Deutsche Industrie: Beschäftigungsaufbau dürfte enden

Die Autoren sind Eric Heymann und Philipp Büchner, Meldung: Deutsche Bank, dbresearch

Auf dem Foto: Eric Heymann, dbresearch
Das Verarbeitende Gewerbe ist einer der wichtigsten Arbeitgeber in Deutschland. Im ersten Halbjahr 2016 waren hier durchschnittlich über 5,2 Mio. Menschen beschäftigt. Gegenüber Anfang 2005 ist die Mitarbeiterzahl damit um 6,3 Prozent gewachsen – trotz der tiefen Rezession von 2008/09.

Auf Branchenebene verzeichneten der Maschinenbau, das Ernährungsgewerbe, die Gummi- und Kunststoffindustrie sowie die Metallindustrie im genannten Zeitraum überdurchschnittliche Zuwächse. Zuletzt hat sich der Beschäftigungsaufbau in der deutschen Industrie verlangsamt. Angesichts des geringen globalen Wirtschaftswachstums und der verhaltenen Investitionstätigkeit dürfte die Industriebeschäftigung bis 2017 eher stagnieren – allerdings auf hohem Niveau.
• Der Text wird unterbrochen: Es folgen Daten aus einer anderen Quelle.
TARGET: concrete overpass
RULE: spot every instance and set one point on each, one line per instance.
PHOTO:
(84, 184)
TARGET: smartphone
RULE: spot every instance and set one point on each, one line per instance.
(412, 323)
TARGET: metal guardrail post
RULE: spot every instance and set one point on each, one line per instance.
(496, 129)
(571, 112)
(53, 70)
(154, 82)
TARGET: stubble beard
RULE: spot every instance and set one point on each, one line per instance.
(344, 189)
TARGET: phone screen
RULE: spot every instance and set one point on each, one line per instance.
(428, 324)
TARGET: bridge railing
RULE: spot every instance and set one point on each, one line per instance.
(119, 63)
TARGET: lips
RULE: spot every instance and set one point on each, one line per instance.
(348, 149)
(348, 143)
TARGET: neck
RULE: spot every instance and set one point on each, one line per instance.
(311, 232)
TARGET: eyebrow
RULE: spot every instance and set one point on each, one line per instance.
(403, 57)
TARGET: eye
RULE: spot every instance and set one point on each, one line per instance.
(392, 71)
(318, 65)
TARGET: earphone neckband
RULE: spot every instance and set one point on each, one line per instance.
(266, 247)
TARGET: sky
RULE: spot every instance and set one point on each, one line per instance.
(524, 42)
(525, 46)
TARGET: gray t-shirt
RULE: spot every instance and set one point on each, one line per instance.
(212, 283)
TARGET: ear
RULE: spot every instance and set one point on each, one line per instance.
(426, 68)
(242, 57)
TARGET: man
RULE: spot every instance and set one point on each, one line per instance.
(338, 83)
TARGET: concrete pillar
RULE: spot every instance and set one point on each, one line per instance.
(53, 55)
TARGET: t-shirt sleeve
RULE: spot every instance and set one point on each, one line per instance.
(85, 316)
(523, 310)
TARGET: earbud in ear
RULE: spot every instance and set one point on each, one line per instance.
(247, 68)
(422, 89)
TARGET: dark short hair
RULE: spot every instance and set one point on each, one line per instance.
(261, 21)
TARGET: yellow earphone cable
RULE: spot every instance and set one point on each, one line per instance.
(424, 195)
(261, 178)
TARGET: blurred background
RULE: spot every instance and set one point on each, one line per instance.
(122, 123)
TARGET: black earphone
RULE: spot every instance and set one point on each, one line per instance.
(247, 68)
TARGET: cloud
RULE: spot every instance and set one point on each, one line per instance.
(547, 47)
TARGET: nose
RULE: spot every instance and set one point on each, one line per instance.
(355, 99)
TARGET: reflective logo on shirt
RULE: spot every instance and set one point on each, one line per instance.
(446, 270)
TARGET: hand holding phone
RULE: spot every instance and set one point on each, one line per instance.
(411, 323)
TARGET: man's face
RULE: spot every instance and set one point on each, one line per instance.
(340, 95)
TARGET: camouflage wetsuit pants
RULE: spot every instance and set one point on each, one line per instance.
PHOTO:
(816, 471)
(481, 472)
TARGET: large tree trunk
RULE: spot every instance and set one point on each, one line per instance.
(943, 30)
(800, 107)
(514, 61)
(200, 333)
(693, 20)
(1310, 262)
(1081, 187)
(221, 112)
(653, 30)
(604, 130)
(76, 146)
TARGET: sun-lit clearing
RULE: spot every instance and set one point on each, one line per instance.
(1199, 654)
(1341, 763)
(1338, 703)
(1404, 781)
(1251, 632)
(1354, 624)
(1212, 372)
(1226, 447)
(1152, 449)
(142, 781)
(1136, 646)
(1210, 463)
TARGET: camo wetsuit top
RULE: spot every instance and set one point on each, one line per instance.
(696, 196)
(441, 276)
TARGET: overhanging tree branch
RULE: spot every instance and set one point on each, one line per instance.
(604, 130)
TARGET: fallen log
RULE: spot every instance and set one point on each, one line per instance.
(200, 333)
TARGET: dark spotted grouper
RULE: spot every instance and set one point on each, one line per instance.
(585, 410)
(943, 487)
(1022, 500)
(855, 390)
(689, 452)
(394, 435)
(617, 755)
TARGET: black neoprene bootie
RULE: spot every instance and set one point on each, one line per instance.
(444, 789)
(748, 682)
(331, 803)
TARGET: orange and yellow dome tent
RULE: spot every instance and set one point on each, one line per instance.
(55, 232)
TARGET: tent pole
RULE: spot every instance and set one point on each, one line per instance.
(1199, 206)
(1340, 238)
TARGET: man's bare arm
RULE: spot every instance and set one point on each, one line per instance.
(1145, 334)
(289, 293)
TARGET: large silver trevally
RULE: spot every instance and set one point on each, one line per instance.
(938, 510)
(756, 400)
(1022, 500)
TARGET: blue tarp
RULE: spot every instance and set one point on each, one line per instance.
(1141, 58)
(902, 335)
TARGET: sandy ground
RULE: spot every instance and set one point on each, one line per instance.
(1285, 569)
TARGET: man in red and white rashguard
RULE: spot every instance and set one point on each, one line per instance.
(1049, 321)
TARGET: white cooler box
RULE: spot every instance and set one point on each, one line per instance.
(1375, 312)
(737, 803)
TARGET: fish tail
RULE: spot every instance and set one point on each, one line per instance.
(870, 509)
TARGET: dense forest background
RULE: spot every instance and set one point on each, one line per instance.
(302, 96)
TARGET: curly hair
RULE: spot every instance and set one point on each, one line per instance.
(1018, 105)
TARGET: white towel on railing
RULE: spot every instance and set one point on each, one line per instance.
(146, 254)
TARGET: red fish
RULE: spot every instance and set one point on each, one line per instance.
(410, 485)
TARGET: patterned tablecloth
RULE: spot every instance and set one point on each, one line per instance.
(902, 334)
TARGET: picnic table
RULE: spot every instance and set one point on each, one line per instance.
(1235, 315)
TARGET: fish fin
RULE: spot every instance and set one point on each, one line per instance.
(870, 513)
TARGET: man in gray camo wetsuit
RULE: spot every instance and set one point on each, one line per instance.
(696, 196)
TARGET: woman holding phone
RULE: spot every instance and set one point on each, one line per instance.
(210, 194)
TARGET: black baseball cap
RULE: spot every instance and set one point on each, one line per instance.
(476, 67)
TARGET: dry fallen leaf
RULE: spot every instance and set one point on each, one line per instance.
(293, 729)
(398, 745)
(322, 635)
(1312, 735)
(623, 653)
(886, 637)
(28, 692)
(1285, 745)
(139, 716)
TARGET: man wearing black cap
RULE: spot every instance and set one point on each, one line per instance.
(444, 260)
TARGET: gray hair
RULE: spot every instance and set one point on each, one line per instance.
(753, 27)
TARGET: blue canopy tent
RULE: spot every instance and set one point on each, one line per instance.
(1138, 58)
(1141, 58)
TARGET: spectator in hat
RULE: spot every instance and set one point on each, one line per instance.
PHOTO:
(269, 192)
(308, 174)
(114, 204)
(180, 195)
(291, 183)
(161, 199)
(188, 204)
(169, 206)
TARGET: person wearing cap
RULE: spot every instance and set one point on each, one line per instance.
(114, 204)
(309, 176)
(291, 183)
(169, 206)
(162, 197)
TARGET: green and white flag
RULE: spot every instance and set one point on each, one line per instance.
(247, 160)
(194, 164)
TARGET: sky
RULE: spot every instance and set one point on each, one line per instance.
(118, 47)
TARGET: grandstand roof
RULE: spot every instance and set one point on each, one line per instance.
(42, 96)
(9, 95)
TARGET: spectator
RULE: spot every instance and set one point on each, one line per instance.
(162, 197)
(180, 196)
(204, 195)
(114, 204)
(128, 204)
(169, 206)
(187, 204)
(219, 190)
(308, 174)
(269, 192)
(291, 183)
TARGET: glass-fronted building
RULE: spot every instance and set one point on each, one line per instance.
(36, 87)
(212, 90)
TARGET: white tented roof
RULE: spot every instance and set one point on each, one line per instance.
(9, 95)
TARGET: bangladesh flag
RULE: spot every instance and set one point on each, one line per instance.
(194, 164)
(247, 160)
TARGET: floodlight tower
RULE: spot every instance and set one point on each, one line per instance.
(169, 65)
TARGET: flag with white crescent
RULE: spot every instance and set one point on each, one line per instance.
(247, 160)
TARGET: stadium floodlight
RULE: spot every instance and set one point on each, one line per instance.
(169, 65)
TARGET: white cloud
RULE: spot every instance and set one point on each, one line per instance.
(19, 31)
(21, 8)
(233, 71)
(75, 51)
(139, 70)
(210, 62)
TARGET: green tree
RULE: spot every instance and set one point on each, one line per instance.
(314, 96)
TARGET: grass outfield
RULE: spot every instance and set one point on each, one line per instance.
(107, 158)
Im Juni 2016 waren gut 5,2 Mio. Menschen im Verarbeitenden Gewerbe in Deutschland beschäftigt. Dies entspricht einem Plus von 0,8 Prozent gegenüber dem Vorjahreswert. Lässt man die typischen saisonalen Schwankungen unberücksichtigt, setzt sich damit der Aufwärtstrend fort, der Mitte 2010 einsetzte. Damals erreichte die Beschäftigung im Verarbeitenden Gewerbe – als Folge der globalen und nationalen Rezession 2008/09 – mit knapp 4,8 Mio. Menschen einen Tiefstand. Dank der anschließend einsetzenden konjunkturellen Erholung übertraf die Zahl der Industriebeschäftigten im 1. Halbjahr 2016 das Niveau des 1. Halbjahres 2010 um gut 9 Prozent. Auch gegenüber dem bereits hohen Vorkrisenniveau (1. Halbjahr 2008) ist ein Plus von 3,2 Prozent zu verzeichnen. Dies ist im Vergleich zu anderen westeuropäischen Staaten ein positiver Trend.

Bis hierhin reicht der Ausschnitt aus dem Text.